When groups pray together, it’s like adding logs to the fire.
This is part three of a blog series I’m calling “Small Group Fireplaces.” In Part One, I stated that small groups can be the fireplace, or the environment, where revival and transformation can occur, but it’s not the fire, or even the match. In Part Two, I began describing how your group can become this kind of environment or fireplace, The first vital principles is prayer: Leaders pray for and with group members.
Today I want to share a few thoughts and ideas about group prayer. A fireplace with one log burning is warm and comfy, but if you want the fire to continue burning hot for a long time, you place more and more logs on the fire.
I give special attention to prayer in meetings.
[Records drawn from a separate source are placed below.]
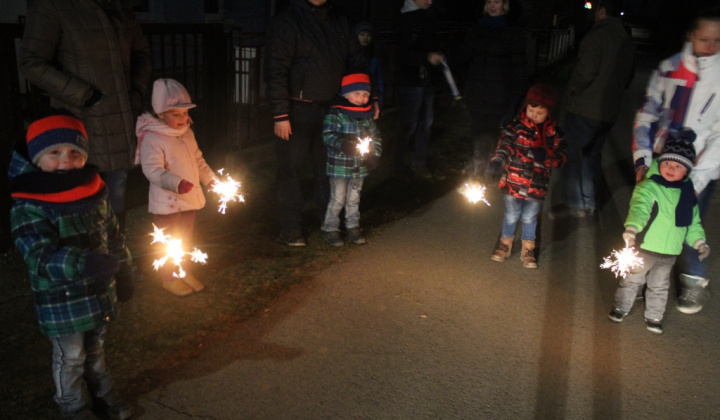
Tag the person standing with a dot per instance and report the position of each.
(92, 58)
(308, 50)
(604, 69)
(684, 94)
(418, 55)
(496, 79)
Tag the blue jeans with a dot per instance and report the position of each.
(116, 182)
(689, 262)
(344, 192)
(582, 173)
(416, 117)
(77, 357)
(518, 209)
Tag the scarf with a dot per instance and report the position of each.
(688, 199)
(147, 123)
(363, 112)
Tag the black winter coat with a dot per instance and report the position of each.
(308, 50)
(497, 74)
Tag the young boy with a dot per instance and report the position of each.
(663, 215)
(70, 239)
(529, 147)
(349, 120)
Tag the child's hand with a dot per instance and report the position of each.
(185, 187)
(704, 251)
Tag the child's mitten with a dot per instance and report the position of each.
(184, 187)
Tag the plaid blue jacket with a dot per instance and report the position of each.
(337, 127)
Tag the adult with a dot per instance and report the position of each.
(308, 50)
(496, 79)
(92, 58)
(604, 69)
(684, 93)
(418, 55)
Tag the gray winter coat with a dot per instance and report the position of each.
(72, 48)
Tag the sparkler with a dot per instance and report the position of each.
(621, 262)
(174, 252)
(475, 193)
(364, 145)
(228, 191)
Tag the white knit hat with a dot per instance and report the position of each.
(169, 94)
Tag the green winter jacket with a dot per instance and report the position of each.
(652, 213)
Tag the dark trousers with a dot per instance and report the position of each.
(416, 117)
(306, 121)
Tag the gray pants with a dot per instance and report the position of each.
(655, 272)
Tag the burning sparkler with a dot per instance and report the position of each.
(228, 191)
(621, 262)
(364, 145)
(174, 252)
(475, 193)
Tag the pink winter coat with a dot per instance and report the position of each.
(168, 156)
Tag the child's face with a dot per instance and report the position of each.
(175, 118)
(672, 171)
(358, 97)
(537, 114)
(705, 38)
(364, 38)
(61, 158)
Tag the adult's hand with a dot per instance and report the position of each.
(640, 174)
(283, 130)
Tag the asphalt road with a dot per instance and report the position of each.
(421, 324)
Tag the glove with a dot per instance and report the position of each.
(184, 187)
(629, 237)
(703, 251)
(372, 162)
(101, 267)
(349, 147)
(124, 283)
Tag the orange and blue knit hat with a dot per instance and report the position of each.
(56, 127)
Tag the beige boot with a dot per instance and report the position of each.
(177, 287)
(503, 249)
(528, 254)
(193, 282)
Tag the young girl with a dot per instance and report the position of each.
(530, 146)
(174, 165)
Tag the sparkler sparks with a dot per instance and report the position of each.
(364, 145)
(475, 193)
(621, 262)
(174, 252)
(228, 191)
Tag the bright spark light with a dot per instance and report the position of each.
(174, 252)
(228, 191)
(364, 145)
(475, 193)
(621, 262)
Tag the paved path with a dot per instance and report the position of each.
(421, 324)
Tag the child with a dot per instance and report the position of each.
(174, 165)
(663, 215)
(529, 147)
(69, 237)
(350, 118)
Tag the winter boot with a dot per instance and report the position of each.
(693, 294)
(502, 249)
(528, 254)
(193, 282)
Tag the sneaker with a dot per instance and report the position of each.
(334, 239)
(355, 235)
(654, 325)
(293, 239)
(616, 315)
(113, 405)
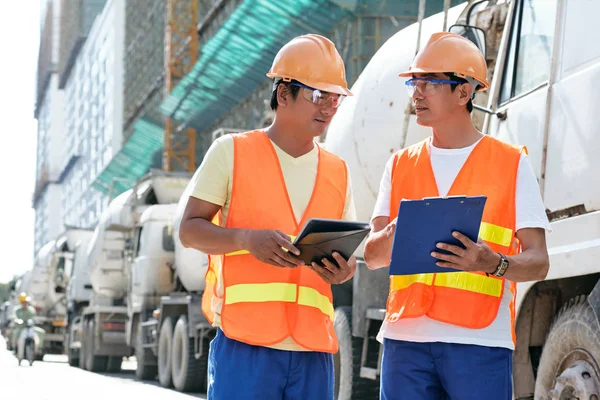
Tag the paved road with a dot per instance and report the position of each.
(53, 379)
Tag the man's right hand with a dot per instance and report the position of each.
(268, 246)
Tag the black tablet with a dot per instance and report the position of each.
(319, 238)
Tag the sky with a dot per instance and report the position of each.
(19, 41)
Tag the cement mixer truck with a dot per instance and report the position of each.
(47, 291)
(71, 250)
(179, 334)
(21, 285)
(129, 260)
(544, 64)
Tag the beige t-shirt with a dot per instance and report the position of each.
(213, 182)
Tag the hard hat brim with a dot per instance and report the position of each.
(484, 85)
(326, 87)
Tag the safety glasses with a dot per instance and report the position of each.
(427, 86)
(319, 97)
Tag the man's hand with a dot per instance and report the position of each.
(268, 246)
(332, 274)
(475, 257)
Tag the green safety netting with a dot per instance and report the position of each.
(231, 65)
(133, 160)
(235, 60)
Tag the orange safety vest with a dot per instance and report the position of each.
(466, 299)
(264, 304)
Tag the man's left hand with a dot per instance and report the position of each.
(333, 274)
(474, 257)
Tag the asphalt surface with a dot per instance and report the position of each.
(53, 379)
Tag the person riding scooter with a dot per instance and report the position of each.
(23, 314)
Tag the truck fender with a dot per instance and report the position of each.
(594, 302)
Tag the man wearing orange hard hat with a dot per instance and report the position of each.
(451, 335)
(252, 193)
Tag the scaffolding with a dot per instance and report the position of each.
(181, 53)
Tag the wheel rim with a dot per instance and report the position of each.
(578, 378)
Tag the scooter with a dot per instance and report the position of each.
(27, 343)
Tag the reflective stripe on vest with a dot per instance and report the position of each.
(472, 282)
(468, 299)
(258, 303)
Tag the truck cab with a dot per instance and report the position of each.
(543, 62)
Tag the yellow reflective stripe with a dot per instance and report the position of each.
(399, 282)
(495, 234)
(312, 298)
(470, 282)
(260, 292)
(276, 291)
(241, 252)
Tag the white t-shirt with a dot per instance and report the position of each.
(530, 213)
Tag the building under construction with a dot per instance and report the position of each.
(129, 85)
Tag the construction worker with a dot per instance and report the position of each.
(275, 336)
(22, 314)
(451, 335)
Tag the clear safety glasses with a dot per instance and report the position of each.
(319, 97)
(427, 86)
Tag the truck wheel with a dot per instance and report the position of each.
(114, 364)
(72, 354)
(94, 363)
(165, 349)
(568, 366)
(348, 383)
(188, 373)
(145, 370)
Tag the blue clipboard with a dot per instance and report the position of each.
(423, 223)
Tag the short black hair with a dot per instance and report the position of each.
(453, 86)
(294, 90)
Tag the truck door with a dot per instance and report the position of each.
(522, 93)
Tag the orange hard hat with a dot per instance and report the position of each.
(449, 52)
(312, 60)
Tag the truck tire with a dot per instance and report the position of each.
(569, 363)
(114, 364)
(165, 350)
(188, 373)
(348, 383)
(145, 370)
(94, 363)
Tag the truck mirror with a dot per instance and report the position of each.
(473, 33)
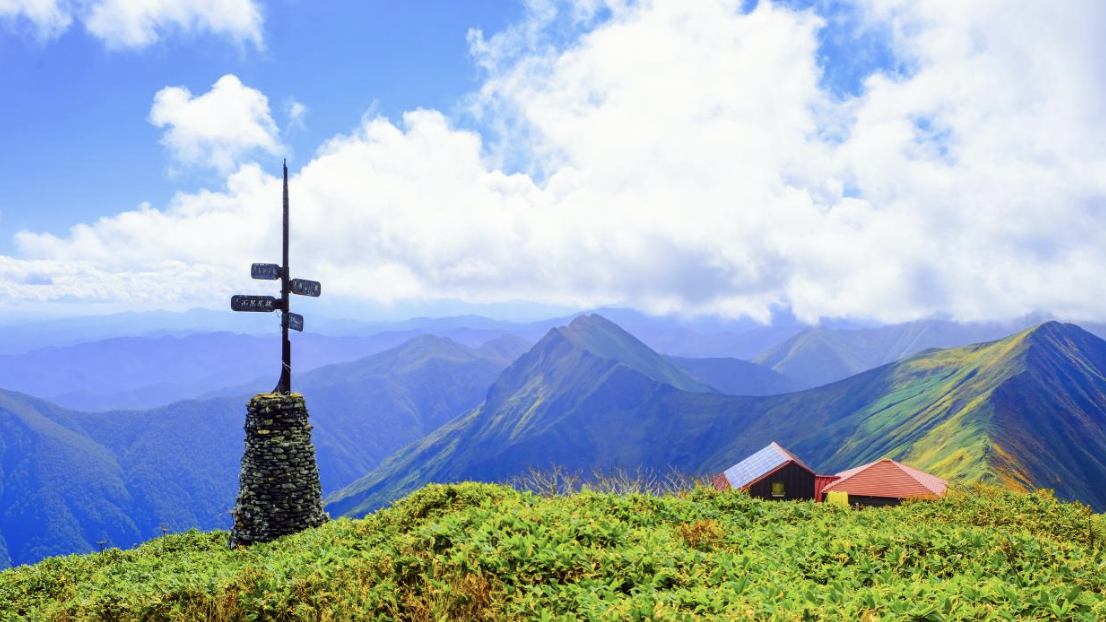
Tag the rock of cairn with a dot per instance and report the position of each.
(279, 490)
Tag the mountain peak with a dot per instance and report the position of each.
(604, 339)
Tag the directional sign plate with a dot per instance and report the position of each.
(254, 303)
(303, 287)
(294, 321)
(264, 271)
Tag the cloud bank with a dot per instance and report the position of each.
(680, 157)
(217, 128)
(138, 23)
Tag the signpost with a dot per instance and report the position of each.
(267, 303)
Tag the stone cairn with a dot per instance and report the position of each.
(279, 490)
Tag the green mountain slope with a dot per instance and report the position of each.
(477, 551)
(818, 355)
(541, 411)
(1024, 412)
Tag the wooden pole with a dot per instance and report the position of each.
(285, 375)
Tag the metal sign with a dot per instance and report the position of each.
(294, 321)
(303, 287)
(288, 286)
(264, 271)
(254, 303)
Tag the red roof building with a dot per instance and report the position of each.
(886, 483)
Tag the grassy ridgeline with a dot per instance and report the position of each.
(477, 551)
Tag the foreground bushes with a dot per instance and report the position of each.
(477, 551)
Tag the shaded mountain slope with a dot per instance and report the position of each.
(70, 479)
(734, 376)
(1026, 411)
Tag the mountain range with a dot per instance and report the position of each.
(1026, 411)
(71, 479)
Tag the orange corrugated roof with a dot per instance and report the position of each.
(888, 478)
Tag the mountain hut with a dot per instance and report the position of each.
(773, 473)
(886, 483)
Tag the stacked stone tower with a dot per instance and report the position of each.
(279, 490)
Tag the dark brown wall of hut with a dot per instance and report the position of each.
(797, 484)
(874, 501)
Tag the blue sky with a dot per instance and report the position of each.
(77, 145)
(851, 158)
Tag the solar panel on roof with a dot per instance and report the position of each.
(754, 466)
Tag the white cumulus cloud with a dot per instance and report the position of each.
(138, 23)
(677, 156)
(217, 128)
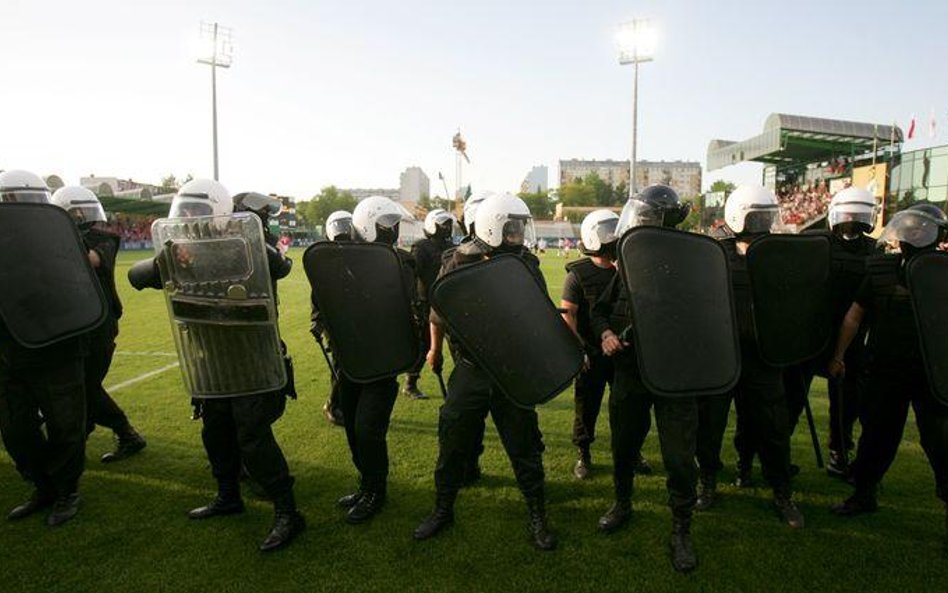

I remind participants that prayer is more than just asking God for things. It is communicating our feelings and thoughts to him. I try to steer the group away from sharing surface-level requests: Aunt Mary’s sick cat, the missionaries in Botswana, a friend of a cousin whose mother is having her appendix removed. Those may be legitimate things to pray for, but group prayer has a particular purpose, which should center on the group and its mission.
Keep your group prayer times creative. For instance, focus prayer times on specific needs or topics. Take a night and pray only for our families or friends at work, or spend an evening praising God for his grace or his power; use prayer times to confess sins to God and to one another (James 5:16).